Non potevo parlare a nessun adulto di quel che lui aveva fatto, io non avrei dovuto bere e non volevo avere guai o farli avere al padre del mio amico. All’epoca, credevo il bere un segreto che doveva restare nascosto. “Svenuta o fatta svenire” erano inoltre, in quegli anni, situazioni ritenute valide per i ragazzi per fare sesso. Nessuna denuncia fu fatta.
Non sono mai stata aggredita sessualmente.
A diciotto anni, vivevo con il mio ragazzo. Una notte, andai a dormire prima di lui. Ero profondamente addormentata dalla mia parte del letto quando dovetti svegliarmi perché lui mi stava penetrando da dietro, dopo avermi sfilato le mutande. Ero scioccata, ma non mi è passato per la testa che fosse stupro. Lui era il mio ragazzo.
Quando gli chiesi che stava facendo, mi accusò di farlo aspettare troppo per il sesso e mi pregò di lasciarlo finire. Lo feci. Anni dopo, quando già lo avevo lasciato, una vicina di casa mi disse che l’aveva stuprata. Nessuna denuncia fu fatta.
Non sono mai stata aggredita sessualmente.
Io continuo a ripetere questa frase perché nessuno degli incidenti descritti è incluso nelle statistiche della violenza sessuale contro donne e bambine. Sono ben lungi dall’essere l’unica. Sono sicura che ogni donna può collegarsi ad almeno uno di questi incidenti. E la maggioranza di essi non sono mai denunciati.
Ci sono moltissime ragioni sul perché bambine e donne scelgono di non dire a nessuno degli assalti sessuali che subiscono. Non lo diciamo perché non capiamo che sta succedendo, o perché siamo piene di vergogna, imbarazzate e spaventate. Non lo diciamo perché non vogliamo sentirci rispondere che “ce la siamo voluta”, che “ci piaceva” o che siamo bugiarde.
Quando lo facciamo, ogni domanda che ci è posta al proposito indica scetticismo. Dobbiamo raccontare la storia nello stesso identico modo ogni volta e siamo costrette a rivivere l’aggressione ripetutamente. Non dobbiamo ricordare nuovi dettagli, quale che fosse la nostra età o il nostro grado di intossicazione al momento, perché ciò suscita dubbi.
Dobbiamo prepararci al fatto che il nostro comportamento prima, durante e dopo l’assalto sarà analizzato e sapere che tale comportamento potrà essere usato per screditare ciò che raccontiamo.
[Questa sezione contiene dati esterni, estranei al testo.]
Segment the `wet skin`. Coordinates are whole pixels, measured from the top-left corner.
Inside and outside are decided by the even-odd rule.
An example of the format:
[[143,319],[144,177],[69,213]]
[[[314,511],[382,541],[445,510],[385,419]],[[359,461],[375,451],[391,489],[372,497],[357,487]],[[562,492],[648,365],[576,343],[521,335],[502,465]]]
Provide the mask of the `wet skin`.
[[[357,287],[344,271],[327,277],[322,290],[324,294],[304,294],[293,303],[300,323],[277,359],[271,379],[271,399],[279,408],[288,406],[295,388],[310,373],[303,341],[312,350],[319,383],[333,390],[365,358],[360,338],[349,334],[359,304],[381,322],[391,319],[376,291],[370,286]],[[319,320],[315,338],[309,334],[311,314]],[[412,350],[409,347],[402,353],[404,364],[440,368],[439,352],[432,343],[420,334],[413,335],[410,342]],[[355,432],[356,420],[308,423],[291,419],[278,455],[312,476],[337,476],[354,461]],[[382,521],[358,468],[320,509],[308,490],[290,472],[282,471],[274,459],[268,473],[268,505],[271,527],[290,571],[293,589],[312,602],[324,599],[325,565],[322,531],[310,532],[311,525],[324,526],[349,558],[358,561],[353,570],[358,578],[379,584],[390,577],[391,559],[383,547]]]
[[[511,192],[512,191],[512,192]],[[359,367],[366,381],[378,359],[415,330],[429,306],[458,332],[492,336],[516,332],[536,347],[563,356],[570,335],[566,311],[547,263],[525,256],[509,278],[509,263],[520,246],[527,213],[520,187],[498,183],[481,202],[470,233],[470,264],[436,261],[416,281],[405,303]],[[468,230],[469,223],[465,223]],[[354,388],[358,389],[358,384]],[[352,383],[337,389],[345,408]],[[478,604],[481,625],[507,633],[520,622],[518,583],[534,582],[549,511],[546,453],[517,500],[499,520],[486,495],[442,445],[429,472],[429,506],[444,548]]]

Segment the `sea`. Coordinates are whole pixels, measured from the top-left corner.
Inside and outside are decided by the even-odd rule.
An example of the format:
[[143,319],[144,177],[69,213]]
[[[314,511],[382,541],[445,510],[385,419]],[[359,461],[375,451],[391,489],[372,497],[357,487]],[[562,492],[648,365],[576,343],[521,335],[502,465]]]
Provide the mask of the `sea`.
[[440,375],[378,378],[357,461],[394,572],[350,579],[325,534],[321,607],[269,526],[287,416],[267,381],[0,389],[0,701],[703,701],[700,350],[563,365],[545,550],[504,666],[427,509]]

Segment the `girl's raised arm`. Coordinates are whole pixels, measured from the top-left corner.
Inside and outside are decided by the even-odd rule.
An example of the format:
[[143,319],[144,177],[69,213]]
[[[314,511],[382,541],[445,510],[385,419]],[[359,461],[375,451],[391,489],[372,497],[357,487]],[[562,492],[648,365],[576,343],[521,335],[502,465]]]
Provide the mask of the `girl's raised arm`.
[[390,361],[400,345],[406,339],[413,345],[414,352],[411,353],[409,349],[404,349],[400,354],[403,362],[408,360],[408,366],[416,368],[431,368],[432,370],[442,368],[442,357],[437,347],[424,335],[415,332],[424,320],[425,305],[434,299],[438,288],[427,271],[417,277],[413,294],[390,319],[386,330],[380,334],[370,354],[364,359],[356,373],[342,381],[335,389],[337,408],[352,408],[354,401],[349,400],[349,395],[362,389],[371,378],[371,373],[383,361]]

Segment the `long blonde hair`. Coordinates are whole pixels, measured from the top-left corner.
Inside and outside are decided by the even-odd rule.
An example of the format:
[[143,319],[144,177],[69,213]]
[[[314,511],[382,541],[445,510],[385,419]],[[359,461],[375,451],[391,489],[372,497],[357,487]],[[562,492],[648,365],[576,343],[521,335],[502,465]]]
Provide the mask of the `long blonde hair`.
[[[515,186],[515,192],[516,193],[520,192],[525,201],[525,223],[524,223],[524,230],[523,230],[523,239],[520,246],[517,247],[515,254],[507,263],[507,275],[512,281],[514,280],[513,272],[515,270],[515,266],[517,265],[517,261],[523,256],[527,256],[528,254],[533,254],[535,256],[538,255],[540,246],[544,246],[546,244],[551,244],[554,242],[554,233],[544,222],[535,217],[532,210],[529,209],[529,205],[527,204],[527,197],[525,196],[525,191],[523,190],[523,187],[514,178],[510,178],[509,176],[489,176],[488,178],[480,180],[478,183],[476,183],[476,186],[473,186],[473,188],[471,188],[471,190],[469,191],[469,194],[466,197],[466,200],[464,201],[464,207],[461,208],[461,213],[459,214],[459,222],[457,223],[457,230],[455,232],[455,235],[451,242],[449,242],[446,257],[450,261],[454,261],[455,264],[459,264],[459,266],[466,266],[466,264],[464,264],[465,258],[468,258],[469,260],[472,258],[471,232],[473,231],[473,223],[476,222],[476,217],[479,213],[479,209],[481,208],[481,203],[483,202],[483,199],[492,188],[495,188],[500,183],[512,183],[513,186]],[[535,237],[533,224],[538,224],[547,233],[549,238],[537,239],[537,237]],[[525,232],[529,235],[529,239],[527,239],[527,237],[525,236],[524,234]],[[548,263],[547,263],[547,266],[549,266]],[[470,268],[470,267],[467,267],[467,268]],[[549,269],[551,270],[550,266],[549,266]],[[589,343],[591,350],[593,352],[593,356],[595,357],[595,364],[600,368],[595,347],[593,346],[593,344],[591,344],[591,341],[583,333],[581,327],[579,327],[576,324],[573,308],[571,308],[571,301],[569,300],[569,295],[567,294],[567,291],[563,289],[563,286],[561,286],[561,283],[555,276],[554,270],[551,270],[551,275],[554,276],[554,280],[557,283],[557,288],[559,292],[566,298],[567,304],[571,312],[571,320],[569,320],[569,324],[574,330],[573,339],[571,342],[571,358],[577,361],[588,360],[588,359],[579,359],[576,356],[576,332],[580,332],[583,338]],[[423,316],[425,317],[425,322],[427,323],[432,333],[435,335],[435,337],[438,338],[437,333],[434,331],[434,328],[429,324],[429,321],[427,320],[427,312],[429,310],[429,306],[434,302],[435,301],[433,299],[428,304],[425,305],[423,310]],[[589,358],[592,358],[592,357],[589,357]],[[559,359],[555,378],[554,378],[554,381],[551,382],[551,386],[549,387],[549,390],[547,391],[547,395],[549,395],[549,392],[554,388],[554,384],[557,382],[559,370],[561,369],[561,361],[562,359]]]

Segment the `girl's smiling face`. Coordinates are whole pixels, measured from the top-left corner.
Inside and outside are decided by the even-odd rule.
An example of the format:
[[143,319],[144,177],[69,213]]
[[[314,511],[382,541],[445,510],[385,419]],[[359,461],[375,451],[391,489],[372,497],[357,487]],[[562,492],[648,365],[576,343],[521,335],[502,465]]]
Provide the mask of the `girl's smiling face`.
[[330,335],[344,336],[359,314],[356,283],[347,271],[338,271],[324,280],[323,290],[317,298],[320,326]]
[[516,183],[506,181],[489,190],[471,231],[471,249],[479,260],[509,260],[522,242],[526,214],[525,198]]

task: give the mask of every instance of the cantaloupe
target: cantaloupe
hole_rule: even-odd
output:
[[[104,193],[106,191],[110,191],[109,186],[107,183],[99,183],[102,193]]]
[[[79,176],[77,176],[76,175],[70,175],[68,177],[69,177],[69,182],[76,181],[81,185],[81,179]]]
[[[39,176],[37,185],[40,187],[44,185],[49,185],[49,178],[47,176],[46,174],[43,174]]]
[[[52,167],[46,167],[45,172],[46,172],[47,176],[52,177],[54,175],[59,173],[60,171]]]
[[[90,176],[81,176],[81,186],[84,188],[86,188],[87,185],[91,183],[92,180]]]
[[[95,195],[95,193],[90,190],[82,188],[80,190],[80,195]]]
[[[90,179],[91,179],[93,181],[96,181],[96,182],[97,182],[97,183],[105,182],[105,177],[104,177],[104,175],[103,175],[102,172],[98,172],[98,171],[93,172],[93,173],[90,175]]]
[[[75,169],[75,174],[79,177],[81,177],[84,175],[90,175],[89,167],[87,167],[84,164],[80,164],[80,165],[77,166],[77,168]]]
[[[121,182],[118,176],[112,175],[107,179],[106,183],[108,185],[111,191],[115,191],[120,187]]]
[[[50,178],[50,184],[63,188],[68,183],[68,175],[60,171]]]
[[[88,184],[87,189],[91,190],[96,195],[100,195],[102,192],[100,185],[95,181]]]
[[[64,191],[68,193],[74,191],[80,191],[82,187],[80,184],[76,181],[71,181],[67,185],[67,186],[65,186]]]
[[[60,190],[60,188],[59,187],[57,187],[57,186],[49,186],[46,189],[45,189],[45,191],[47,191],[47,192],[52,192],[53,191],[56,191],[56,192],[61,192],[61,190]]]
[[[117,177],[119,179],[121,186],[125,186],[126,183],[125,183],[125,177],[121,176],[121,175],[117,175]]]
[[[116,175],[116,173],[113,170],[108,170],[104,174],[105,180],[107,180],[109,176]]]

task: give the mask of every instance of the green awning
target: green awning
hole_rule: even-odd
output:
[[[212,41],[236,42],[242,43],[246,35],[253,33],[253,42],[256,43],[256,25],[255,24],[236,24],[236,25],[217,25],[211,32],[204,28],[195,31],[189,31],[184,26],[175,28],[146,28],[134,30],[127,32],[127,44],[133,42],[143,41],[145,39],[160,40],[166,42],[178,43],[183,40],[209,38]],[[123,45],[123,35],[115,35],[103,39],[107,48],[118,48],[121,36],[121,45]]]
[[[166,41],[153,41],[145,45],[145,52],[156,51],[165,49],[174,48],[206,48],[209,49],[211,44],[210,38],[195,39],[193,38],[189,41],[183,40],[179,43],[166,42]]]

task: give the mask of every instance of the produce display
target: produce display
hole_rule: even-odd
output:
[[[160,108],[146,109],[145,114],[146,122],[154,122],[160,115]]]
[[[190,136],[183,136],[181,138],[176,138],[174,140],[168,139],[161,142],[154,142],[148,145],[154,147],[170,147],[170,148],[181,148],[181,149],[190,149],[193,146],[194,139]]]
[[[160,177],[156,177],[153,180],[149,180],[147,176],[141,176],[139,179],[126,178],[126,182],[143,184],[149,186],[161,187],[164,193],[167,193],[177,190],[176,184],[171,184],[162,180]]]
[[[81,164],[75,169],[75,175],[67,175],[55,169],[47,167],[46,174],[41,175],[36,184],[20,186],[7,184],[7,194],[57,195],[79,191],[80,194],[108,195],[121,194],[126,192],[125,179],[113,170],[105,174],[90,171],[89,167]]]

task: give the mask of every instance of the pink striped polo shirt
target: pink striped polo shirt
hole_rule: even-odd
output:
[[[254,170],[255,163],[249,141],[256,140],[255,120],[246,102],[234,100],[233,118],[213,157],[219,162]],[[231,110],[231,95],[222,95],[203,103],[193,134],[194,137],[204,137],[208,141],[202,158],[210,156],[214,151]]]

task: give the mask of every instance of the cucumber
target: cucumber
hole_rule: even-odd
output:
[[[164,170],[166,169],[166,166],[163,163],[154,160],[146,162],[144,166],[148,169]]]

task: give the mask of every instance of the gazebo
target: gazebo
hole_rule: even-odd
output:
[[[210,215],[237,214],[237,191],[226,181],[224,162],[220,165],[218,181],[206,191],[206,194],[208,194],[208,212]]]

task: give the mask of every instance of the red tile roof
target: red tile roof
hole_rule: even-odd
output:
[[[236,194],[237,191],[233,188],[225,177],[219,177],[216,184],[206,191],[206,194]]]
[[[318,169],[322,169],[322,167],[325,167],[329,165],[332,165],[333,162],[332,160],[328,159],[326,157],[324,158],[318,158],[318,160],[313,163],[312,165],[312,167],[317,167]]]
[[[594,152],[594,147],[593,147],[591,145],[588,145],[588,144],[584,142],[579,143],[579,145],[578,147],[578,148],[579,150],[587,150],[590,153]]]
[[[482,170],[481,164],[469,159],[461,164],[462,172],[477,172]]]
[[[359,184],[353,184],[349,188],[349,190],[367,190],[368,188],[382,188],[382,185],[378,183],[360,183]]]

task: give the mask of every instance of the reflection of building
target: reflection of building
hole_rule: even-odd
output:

Sappiamo che se falliamo nell’essere considerate attendibili, ci sarà detto che meritiamo di essere punite per aver accusato un ragazzo o un uomo innocente e per aver tentato di distruggere il suo futuro. Dobbiamo far denuncia immediatamente dopo l’aggressione e non dobbiamo farci la doccia, anche se quello è il momento in cui la desideriamo maggiormente.
Non ha importanza quel che diciamo o facciamo, qualcuno risponderà: “Nessuno può sapere cos’è davvero successo, a meno di essere stato presente”. Come se le donne fossero così inaffidabili in modo inerente che le loro parole non possono essere credute, a meno che qualcuno non abbia visto accadere l’assalto con i propri occhi. Ma se la testimone del fatto è femmina, diventa subito anch’essa inaffidabile: ha pregiudizi, ovviamente.
Le aggressioni e le risposte a tali aggressioni devono adattarsi bene a una narrativa accettata dalla società, altrimenti noi siamo screditate.
Perciò, quando chiedete perché le donne non parlano, perché non denunciano, perché restano in silenzio per anni e decenni, io non vi credo. Voi sapete perché.